Marente de Moor, La Vierge néerlandaise

La puis­sance des sentiments

Dans une lettre inache­vée du 10 sep­tembre 1936, adres­sée à Egon, le père de Janna lui confie sa fille pour per­fec­tion­ner son art de l’escrime. Egon et lui se sont connus pen­dant la Grande Guerre et leurs rela­tions ont été très ambiguës.

Janna, por­teuse de la mis­sive, quitte Maas­tricht aux Pays-Bas pour Aix-la-Chapelle en Alle­magne. Elle va per­fec­tion­ner son « art de vivre de la mort » chez un maître escri­meur célèbre. Dans son domaine en pleine cam­pagne, celui-ci orga­nise aussi des com­bats inter­dits par le régime nazi.
Janna, âgée de dix-huit ans, va s’installer dans cet espace où règne une forte mas­cu­li­nité. Elle veut pro­gres­ser et s’entraîne sans relâche. Mais, peu à peu, va naître, quand elle com­bat face à face avec Egon, un sen­ti­ment trouble qui la pousse à décu­pler ses qua­li­tés de com­bat­tante. Elle va aller, ainsi, vers une ini­tia­tion à l’amour qui la révé­lera comme femme.
Paral­lè­le­ment, pré­sen­tant un sombre secret, elle cherche à com­prendre les liens qui peuvent unir Egon et son père.
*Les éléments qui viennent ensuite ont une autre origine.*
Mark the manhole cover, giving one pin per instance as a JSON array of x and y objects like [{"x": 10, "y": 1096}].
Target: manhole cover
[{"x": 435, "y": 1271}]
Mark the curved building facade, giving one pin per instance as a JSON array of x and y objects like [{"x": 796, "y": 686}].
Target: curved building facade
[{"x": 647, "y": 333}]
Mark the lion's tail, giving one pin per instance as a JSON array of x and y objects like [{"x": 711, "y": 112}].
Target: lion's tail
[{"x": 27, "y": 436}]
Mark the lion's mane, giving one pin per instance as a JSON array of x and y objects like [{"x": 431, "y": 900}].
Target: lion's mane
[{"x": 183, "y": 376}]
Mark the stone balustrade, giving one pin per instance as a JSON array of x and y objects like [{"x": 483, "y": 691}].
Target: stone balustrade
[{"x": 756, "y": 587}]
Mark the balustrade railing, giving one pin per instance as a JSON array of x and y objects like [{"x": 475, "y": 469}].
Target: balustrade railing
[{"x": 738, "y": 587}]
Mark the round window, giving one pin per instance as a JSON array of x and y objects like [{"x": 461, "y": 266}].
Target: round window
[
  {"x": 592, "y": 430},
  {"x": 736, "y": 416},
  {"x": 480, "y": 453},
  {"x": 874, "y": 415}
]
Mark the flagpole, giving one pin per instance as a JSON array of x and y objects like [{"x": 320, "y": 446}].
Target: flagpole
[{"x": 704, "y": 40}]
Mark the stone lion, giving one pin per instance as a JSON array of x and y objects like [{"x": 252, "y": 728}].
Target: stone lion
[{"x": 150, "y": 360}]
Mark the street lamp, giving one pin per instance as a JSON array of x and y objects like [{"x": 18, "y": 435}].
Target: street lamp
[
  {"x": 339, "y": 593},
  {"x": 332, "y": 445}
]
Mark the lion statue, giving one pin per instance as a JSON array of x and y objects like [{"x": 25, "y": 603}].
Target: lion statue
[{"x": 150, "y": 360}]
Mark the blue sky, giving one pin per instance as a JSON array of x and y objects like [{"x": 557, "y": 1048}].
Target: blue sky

Com­ment ont-ils pu nouer une ami­tié alors que tout les séparait ?

Autour de l’histoire d’un pre­mier amour, c’est la pro­gres­sion de l’héroïne vers le monde adulte dans une ambiance mena­çante. Le décor s’inscrit dans l’atmosphère oppres­sante de l’Allemagne avant la seconde Guerre mon­diale, un monde sur le point de bas­cu­ler dans une san­glante bou­che­rie ini­tiée par le nazisme.
Elle va cher­cher à per­cer le mys­tère de cette étrange ami­tié entre son père, méde­cin qui a com­battu entre 1914 et 1918 pour les Pays-Bas et Egon Von Böt­ti­cher, maître escri­meur qui était sous les cou­leurs du kai­ser Guillaume II.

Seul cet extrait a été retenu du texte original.